Ethics approval and consent to participate
This study adhered to the tenets of the Declaration of Helsinki and was approved by the Institutional Review Board of Severance Hospital at Yonsei University College of Medicine (IRB no. 4-2021-0984). The need of informed consent was waived by the IRB of Severance Hospital at Yonsei University College of Medicine, as data of the NHIS–Senior cohort do not contain any personally identifiable information.
Results
From January 1, 2002 to December 31, 2013, a total of 134,732 RA patients met the inclusion criteria. Among them, patients with RA were excluded during the washout period of 2002–2003 (n = 40,620). As a next step, we excluded patients who had no outpatient visits for RA within 2 years after the first RA diagnosis (n = 60,197) and patients who had fewer than four outpatient visits within 2 years (n = 21,397). Among the initially selected patients with incident RA, those diagnosed with RA after 2011(n = 2030), with MOF before the RA diagnosis (n = 289) or index date (n = 1173), incident RA patients who died before the index date (n = 276), and those with missing covariates (n = 35) were also excluded. Finally, 8715 new onset RA patients from 2004 to 2010 were included in this study (Fig. 2).

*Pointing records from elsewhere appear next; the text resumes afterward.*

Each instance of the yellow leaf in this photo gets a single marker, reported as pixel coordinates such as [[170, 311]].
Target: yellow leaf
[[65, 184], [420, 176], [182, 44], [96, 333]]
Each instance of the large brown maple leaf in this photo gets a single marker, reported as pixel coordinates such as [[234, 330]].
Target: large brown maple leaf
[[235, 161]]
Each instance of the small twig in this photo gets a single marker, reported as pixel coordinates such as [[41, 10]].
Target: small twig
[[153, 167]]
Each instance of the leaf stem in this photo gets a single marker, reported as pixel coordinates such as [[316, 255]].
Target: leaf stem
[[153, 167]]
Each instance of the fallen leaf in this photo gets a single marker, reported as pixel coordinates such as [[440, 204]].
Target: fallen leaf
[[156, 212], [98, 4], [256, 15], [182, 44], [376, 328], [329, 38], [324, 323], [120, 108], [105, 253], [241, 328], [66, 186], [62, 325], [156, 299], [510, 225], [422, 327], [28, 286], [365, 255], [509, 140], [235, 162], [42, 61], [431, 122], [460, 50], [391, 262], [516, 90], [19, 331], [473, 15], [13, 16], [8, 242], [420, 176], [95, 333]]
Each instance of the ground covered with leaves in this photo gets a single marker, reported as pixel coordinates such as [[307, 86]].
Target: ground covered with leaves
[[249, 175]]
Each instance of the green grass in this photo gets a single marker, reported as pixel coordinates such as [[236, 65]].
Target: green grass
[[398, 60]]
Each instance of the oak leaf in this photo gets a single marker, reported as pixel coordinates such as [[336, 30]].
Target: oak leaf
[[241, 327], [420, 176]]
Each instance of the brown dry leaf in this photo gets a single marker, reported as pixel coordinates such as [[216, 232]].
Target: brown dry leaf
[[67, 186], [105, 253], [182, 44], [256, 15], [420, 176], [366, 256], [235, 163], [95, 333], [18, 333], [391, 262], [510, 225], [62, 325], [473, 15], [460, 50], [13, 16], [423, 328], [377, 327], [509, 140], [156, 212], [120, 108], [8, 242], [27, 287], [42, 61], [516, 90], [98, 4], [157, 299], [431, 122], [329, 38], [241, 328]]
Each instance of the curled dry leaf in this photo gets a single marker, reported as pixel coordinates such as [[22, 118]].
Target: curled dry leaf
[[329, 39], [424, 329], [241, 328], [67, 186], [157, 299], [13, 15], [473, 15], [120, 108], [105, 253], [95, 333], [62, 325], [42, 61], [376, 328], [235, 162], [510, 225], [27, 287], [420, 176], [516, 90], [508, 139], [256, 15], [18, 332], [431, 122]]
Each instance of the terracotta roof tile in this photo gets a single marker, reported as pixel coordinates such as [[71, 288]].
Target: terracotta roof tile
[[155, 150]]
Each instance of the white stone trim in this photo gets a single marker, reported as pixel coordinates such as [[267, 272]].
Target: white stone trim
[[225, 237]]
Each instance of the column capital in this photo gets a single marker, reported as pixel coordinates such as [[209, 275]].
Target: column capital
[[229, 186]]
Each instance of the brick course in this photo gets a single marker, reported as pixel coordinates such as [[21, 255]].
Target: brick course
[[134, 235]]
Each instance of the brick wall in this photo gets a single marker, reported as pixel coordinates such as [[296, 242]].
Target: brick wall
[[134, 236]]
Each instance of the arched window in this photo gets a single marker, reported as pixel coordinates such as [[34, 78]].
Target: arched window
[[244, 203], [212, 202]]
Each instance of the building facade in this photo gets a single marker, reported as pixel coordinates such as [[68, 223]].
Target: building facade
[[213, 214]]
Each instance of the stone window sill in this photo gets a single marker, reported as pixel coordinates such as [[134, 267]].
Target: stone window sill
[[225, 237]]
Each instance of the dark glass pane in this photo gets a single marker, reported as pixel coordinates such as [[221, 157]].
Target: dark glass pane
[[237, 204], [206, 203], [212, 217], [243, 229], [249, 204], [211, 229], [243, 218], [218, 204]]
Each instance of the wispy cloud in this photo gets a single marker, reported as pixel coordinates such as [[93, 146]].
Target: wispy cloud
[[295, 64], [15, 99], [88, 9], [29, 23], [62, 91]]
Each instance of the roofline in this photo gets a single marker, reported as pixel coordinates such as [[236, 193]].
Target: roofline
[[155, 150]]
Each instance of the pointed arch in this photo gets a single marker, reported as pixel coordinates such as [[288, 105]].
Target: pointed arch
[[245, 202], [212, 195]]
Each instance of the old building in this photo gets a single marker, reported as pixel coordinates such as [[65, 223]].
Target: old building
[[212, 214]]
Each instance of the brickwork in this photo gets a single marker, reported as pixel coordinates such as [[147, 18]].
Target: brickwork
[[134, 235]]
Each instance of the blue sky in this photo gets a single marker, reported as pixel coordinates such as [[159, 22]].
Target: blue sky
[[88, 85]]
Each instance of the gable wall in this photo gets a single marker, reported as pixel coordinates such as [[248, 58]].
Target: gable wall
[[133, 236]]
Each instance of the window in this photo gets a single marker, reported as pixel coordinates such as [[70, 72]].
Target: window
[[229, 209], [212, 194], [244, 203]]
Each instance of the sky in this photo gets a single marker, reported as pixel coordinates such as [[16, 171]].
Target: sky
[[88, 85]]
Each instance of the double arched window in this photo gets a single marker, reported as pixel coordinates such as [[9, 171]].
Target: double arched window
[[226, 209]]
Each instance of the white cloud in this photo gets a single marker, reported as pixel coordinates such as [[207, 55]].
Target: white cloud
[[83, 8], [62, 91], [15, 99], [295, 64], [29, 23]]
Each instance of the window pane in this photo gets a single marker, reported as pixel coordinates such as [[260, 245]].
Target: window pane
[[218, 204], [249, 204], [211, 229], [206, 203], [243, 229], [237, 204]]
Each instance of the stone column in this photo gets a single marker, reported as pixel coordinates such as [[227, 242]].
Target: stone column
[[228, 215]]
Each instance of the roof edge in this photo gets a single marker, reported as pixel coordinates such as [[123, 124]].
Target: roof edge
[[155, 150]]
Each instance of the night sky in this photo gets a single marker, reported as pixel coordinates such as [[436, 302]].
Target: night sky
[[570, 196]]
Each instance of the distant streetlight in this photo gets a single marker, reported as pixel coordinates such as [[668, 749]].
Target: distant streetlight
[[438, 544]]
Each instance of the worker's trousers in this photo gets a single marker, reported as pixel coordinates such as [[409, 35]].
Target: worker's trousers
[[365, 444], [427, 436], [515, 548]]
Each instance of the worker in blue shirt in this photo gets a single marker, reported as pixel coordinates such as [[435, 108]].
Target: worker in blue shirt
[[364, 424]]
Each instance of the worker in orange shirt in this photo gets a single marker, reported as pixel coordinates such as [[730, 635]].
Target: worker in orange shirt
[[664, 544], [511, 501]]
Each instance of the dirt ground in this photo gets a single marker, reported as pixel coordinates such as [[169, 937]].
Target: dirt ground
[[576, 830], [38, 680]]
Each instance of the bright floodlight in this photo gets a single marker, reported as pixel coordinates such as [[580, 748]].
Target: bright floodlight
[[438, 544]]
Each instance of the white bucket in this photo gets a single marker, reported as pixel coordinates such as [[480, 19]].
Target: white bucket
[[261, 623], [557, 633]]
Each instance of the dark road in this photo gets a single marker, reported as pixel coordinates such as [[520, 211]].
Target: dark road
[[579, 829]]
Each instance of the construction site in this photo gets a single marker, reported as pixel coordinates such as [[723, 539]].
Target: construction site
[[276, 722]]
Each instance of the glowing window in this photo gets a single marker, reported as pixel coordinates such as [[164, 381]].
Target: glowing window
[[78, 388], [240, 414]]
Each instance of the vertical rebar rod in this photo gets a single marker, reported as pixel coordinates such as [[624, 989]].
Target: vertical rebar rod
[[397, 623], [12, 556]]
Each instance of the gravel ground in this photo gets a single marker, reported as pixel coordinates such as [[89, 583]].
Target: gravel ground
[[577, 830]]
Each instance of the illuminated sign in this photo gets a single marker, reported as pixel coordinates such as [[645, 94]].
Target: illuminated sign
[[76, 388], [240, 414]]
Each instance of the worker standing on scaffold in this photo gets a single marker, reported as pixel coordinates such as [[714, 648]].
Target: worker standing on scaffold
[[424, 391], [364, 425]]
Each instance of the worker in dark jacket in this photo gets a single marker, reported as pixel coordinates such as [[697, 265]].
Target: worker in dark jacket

The baseline characteristics of the study population according to the COC index are described in Table 1. Of the total 8715 RA cohort, 1088 (12.5%) patients had a bad COC index. Patients with bad COC index tended to have a history of osteoporosis and be exposed to systemic glucocorticoid. The mean follow-up period was 4.4 years, and 38,228 person-years were observed. During the follow-up period, 1310 (15.0% of the RA cohort) patients with RA developed MOF.
We observed a significant difference in the cumulative incidence of developing MOF during the entire follow-up period between RA patients with good and bad COC indices (p < 0.001 for the Gray’s test, Supplementary Fig. 1). The 8-year cumulative incidence risks of MOF were 27.91% and 21.00% in RA patients with bad and good COC indices, respectively (Table 2).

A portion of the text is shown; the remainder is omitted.